"If you're going home, Mr. Beaumaroy, shall we walk together? It's time I was off too."
Beaumaroy looked a little surprised, but undoubtedly pleased. "Well, now, what a delightful way of prolonging a delightful visit! I'm truly grateful, Dr. Arkroyd."
"Oh, you needn't be!" said Mary, with a little toss of her head.
Naylor watched them with amusement. "He'll catch it on that walk!" he was thinking. "She's going to let him have it! I wish I could be there to hear." He spoke to them openly: "I'm sorry you must both go; but, since you must, go together. Your walk will be much pleasanter."
Mary understood him well enough, and gave him a flash from her eyes. But Beaumaroy's face betrayed nothing, as he murmured politely: "To me, at all events, Mr. Naylor."

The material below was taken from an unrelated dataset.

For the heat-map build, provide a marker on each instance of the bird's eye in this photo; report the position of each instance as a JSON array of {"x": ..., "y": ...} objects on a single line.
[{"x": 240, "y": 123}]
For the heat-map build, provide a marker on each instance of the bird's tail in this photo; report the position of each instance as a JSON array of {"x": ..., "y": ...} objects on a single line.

Naylor was not wrong as to Mary's mood and purpose. But she did not find it easy to begin. Pretty quick at a retort herself, she could often foresee the retorts open to her interlocutor. Beaumaroy had provided himself with plenty: the old man's whim; the access to the old man so willingly allowed, not only to her but to Captain Alec; his own candour carried to the verge of self-betrayal. Oh, he would be full of retorts, supple and dexterous ones! As this hostile accusation passed through her mind, she awoke to the fact that she was, at the same moment, regarding his profile (he too was silent, no doubt lying in wait to trip up her opening!) with interest, even with some approval. He seemed to feel her glance, for he turned towards her quickly—so quickly that she had no time to turn her eyes away.
"Doctor Mary"—the familiar mode of address habitually used at the house which they had just left seemed to slip out without his consciousness of it—"you've got something against me; I know you have! I'm sensitive that way, though not, perhaps, in another. Now, out with it!"
"You'd silence me with a clever answer. I think that you sometimes make the mistake of supposing that to be silenced is the same thing as being convinced. You silenced Captain Naylor—Oh, I don't mean you've prevented him from talking!—I mean you confuted him, you put him in the wrong; but you certainly didn't convince him."
"Of what?" he asked in a tone of surprise.
"You know that. Let us suppose his idea was all nonsense; yet your immediate object was to put it out of his head." She suddenly added, "I think your last question was a diplomatic blunder, Mr. Beaumaroy. You must have known what I meant. What was the good of pretending not to?"